LACIE 2.0: Better Data Analysis for Improved Preventative Care
As opposed to LACIE 1.0, which is a public exchange, LACIE 2.0 is a private exchange, which gives users more customization options. LACIE 2.0 can extract data out of electronic medical records (EMRs), including both discrete and textual data. And that gives participating users more flexibility when it comes to analyzing that data.
“What sets LACIE 2.0 apart is that we can get data out of EMRs that sometimes even the EMR vendors have trouble getting data out of because they’re focused on discrete data, rather than textual data,” Dittemore says. “By being able to go in and extract that data from the source of truth, we can either leave it in its raw state or we can put it in a certain format for a specific analytical engine.”
One of the secrets to LACIE’s success is its implementation. Each participating organization agrees to have a virtual connection placed in its data warehouse, which allows for extraction, as compared to pushing out data to the exchange. And as a result, participants have full control over their VPN connection.

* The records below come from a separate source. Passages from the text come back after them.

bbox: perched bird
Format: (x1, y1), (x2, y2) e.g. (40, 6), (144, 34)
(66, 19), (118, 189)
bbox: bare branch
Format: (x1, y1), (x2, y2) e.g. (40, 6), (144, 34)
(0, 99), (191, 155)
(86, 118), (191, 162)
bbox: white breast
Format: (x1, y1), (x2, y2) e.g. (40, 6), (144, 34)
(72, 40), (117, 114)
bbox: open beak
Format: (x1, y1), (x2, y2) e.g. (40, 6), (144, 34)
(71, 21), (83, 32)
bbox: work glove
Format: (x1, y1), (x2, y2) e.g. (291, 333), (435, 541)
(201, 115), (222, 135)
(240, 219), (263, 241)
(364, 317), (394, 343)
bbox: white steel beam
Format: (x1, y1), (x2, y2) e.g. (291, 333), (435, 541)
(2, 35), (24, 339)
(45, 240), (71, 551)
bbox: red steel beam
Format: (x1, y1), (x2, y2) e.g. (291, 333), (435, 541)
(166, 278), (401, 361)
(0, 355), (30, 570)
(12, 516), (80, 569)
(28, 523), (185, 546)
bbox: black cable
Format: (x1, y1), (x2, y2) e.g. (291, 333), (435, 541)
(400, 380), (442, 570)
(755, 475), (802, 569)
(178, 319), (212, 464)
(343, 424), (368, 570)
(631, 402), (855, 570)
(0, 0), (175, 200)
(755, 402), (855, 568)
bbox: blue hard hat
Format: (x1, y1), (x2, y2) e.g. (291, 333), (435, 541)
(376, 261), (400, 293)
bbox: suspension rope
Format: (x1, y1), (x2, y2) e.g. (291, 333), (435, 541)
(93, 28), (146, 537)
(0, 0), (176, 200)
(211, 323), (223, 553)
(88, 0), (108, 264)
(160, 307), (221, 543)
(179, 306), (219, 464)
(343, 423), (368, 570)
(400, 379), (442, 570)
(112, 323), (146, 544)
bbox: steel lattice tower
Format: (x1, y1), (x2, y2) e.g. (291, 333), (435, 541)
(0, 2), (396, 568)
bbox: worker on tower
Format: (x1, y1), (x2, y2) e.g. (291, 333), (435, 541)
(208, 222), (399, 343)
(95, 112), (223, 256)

“We’re like the railroad switch operator,” Dittemore says. “We align the tracks to information gets to the right place.”
This focus on comprehensive data collection for more sophisticated analysis makes LACIE 2.0 a better option for monitoring trends and identifying gaps in care, rather than direct patient care. For example, a provider might notice a higher incidence of colon cancer in a particular area. Using LACIE 2.0, providers could identify applicable patients and create a registry to check for commonalities like environmental factors, medications, socio-economic factors, etc. Then, using that information, providers could identify patients with a higher likelihood of developing colon cancer and help them implement preventative treatments and lifestyle changes.
That sort of proactive identification is how the Kansas Heart and Stroke Collaborative is using LACIE 2.0. During a presentation by KHSC executive director Dr. Robert Moser at a Kansas City Digital Drive Health Innovation Team meeting, Dr. Moser noted that KHSC needed help extracting tremendous amounts of data and was struggling to find a vendor or partner to help.
Thankfully, Dittemore was also at the meeting—and afterward, seized an opportunity to share more about LACIE 2.0 with Dr. Moser. Now, as a LACIE 2.0 participant, the Kansas Heart and Stroke Collaborative can gather and analyze data to help them identify patients at risk for heart problems and/or strokes as indicated by various lab values, tobacco usage, social history and other factors. Once those patients are identified, Kansas Heart and Stroke Collaborative providers can intervene before an event occurs and reduce its likelihood.
“Talk about company-changing events—that Health Innovation Team meeting was a company- and life-changing event,” Dittemore says. “To be able to get that time with Dr. Moser and share with him what we were wanting to do and what we could do made such a big difference for LACIE 2.0.”
The Next Chapter
What’s next for LACIE 1.0 and 2.0? Dittemore says they’ll continue to focus on the greater Kansas City area and Kansas, and are also interested in working with more participants throughout the state of Missouri. The area is served by two additional health information exchanges: Missouri Health Connection and Kansas Health Information Network (KHIN).
Maintaining a more regional focus on prospective participants is driven largely by Health Metrics Systems, the technology vendor for LACIE 2.0.
“They really want to drive this type of work in the Midwest,” Dittemore says. “They’re based in Palo Alto but found after repeated visits to Kansas City that the city (and the Midwest) are more collaborative. There’s a degree of healthy competition, but there’s also a greater willingness to be collaborative for the overall good of the patient.”